"Yardbird Suite" is a bebop standard composed by jazz saxophonist Charlie Parker in 1946. The title derives from Parker's nickname "Bird", respectively "Yardbird". Far from being a suite, the song follows an AABA form. The "graceful, hip melody, became something of an anthem for beboppers."
The three Charlie Parker recordings
Although, like Bob Dorough wrote, fans used to follow Parker everywhere he played and often taped his performances, there are only three known recordings of Parker himself playing the tune. The first two were recorded with a septet at Radio Recorders in Hollywood on March 28, 1946. The session was supervised and produced by Ross Russell for his Dial Records label. Besides Parker on alto saxophone played (then 20 year old) Miles Davis on trumpet, Lucky Thompson on tenor saxophone, pianist Dodo Marmarosa, Arvin Garrison on rhythm guitar, bassist Vic McMillan, and Roy Porter on drums.
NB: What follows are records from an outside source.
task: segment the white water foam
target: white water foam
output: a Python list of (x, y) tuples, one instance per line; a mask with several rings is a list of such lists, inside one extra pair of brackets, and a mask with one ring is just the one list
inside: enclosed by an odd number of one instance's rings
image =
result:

The last take of the tune of originally four became the master (takes two and three are lost), released as 78 shellac single (D 1003).
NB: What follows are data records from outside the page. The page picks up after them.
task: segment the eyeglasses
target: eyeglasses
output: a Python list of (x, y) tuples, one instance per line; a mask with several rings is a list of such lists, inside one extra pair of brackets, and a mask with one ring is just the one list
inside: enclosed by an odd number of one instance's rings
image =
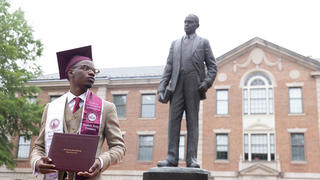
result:
[(91, 70), (92, 72), (94, 72), (94, 74), (99, 74), (100, 73), (99, 69), (92, 68), (92, 67), (90, 67), (88, 65), (85, 65), (85, 64), (80, 65), (80, 66), (74, 66), (72, 69), (75, 69), (75, 68), (79, 68), (79, 69), (82, 69), (84, 71), (90, 71)]

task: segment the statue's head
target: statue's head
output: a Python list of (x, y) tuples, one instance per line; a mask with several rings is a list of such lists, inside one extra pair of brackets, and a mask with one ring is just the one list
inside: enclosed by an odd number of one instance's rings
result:
[(186, 34), (193, 34), (199, 27), (199, 18), (194, 14), (189, 14), (184, 20), (184, 31)]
Never been copyrighted the track was frequently reissued on single, 10" EP and since the mid-1950s on LP on various labels, in most part together with Parker's other Dial recordings, and often on albums assigned to Miles Davis.
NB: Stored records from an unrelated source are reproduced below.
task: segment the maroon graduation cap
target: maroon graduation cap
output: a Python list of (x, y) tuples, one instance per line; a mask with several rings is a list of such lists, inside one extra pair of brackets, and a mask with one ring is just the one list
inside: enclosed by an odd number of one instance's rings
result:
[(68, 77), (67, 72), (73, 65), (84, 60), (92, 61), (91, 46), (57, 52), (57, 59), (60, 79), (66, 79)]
The third known recording of "Yardbird Suite" was a session at the home of Chuck Copely in Hollywood, on February 1, 1947. The track itself is incomplete and, like the two versions of "Lullaby in Rhythm" recorded that day, of poor quality, but nevertheless released on Spotlite, initially in 1972 on Lullaby in Rhythm Featuring Charlie Parker.
The Charlie Parker Septet's 1946 master recording of the song was inducted into the Grammy Hall of Fame in 2014.
Recordings by others
In 1947, a year after the original recording, Gil Evans had already written an arrangement for Claude Thornhill and His Orchestra in 1947, recorded with Lee Konitz on alto saxophone. Fellow bebop musicians like Al Haig, Bud Powell, Max Roach and Gene Ammons played and recorded the song as well as Gene Krupa with a big band arrangement by Gerry Mulligan in 1958.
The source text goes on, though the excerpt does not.